Untuk dapat menggapai keluarga madani perlu diketahui faktor-faktor yang dapat menyebabkan kegagalan tercapainya keluarga dan untuk dapat bisa diminimalisir penyebab kegagalan tersebut. Beberapa faktor yang dapat menyebabkan gagalnya hal tersebut adalah:
a) Membuka rahasia pribadi
33
Inilah yang kadang-kadang tidak diperhatikan, ketika orang sudah berkeluarga. Segala yang ada dalam isteri, itulah yang menjadi milik suami dan begitu sebaliknya, karena suami atau isteri merupakan belahan diri sendiri. Sehingga ketika ada aib atau kekurangan yang menimpa suami, si isteri tidak perlu membuka atau mengatakannya kepada orang lain. Dengan kata lain kekurangan salah satu pihak berarti kekurangan bersama yang tidak layak untuk diungkit-ungkit.
b) Cemburu yang berlebihan
Cemburu memang boleh, akan tetapi ada batasnya, yaitu dapat diterima dan diartikan sebagai tanda cinta atau setianya suami atau isteri. Akan tetapi cemburu yang tidak beralasan atau berlebihan justru akan menimbulkan terganggunya kebahagiaan.
c) Rasa dendam dan iri
Inilah penyakit yang sangat berbahaya, yang senantiasa menghinggapi rumah tangga seseorang.
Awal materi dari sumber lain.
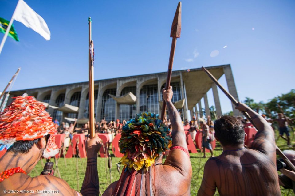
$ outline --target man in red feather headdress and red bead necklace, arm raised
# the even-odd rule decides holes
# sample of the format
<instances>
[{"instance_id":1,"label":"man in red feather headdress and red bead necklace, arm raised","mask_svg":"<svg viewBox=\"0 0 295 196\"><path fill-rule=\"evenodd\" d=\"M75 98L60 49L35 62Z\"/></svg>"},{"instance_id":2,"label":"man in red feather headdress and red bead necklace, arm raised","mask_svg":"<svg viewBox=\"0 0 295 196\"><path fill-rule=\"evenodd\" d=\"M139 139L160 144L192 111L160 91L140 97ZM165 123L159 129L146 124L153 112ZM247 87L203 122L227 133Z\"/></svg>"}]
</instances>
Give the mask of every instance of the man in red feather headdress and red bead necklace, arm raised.
<instances>
[{"instance_id":1,"label":"man in red feather headdress and red bead necklace, arm raised","mask_svg":"<svg viewBox=\"0 0 295 196\"><path fill-rule=\"evenodd\" d=\"M19 107L16 107L18 104ZM32 134L29 132L30 130L33 130ZM13 138L9 138L10 136L8 135L10 134L7 133L10 133ZM60 178L50 175L36 177L27 175L42 156L48 158L58 153L59 149L57 149L54 143L55 133L55 126L49 114L45 111L45 106L42 106L32 96L27 96L26 94L18 96L0 114L0 149L7 149L7 152L0 158L1 195L6 193L5 191L8 194L8 190L18 191L18 194L12 195L99 194L96 161L101 140L97 135L87 141L87 167L81 193L73 190L68 183ZM34 137L37 135L41 137L35 139ZM20 139L21 137L23 137L22 140ZM15 141L16 139L17 141ZM3 177L5 171L6 175Z\"/></svg>"}]
</instances>

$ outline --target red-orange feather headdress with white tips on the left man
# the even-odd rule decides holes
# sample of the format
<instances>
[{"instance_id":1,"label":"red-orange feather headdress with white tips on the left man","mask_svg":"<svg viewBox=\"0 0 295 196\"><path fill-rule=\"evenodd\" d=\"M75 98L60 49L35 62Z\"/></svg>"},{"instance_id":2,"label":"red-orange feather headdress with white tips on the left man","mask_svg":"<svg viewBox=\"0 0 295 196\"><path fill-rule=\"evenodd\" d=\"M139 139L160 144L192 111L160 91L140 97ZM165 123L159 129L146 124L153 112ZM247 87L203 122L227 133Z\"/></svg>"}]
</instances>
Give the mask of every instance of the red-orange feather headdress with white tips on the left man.
<instances>
[{"instance_id":1,"label":"red-orange feather headdress with white tips on the left man","mask_svg":"<svg viewBox=\"0 0 295 196\"><path fill-rule=\"evenodd\" d=\"M57 130L45 106L33 96L23 94L0 113L0 150L9 149L16 141L35 140L50 134L43 156L56 155Z\"/></svg>"}]
</instances>

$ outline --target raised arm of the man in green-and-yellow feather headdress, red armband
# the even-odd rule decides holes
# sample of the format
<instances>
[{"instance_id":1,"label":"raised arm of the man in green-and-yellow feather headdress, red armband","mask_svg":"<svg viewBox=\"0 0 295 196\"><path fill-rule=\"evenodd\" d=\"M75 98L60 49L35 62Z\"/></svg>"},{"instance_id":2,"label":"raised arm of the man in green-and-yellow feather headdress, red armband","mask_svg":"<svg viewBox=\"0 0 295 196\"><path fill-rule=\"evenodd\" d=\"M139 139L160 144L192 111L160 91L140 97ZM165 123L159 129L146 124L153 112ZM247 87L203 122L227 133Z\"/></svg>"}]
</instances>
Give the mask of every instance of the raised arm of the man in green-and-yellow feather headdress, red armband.
<instances>
[{"instance_id":1,"label":"raised arm of the man in green-and-yellow feather headdress, red armband","mask_svg":"<svg viewBox=\"0 0 295 196\"><path fill-rule=\"evenodd\" d=\"M180 146L184 150L187 150L187 140L183 128L183 124L177 109L171 102L173 96L172 87L169 89L163 89L163 99L166 101L167 109L169 112L169 119L172 126L172 144L173 147ZM187 179L191 179L191 161L187 153L181 149L173 149L167 156L165 165L171 165L176 168L180 173L187 175Z\"/></svg>"}]
</instances>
Hal tersebut bias dilihat jika tetangganya baru saja membeli pesawat TV, keluarga tersebut iri dan mempunyai prasangka yang bukan-bukan. Jikalau sang isteri, misalnya tidak kuat imannya, maka akan memprovokasi suaminya untuk supaya dapat menyaingi tetangga yang baru membeli TV tersebut, padahal suaminya tidak mampu, maka suami tersebut akan tertekan batinnya dan inilah salah satu awal malapetaka ketidak harmonisan keluarga.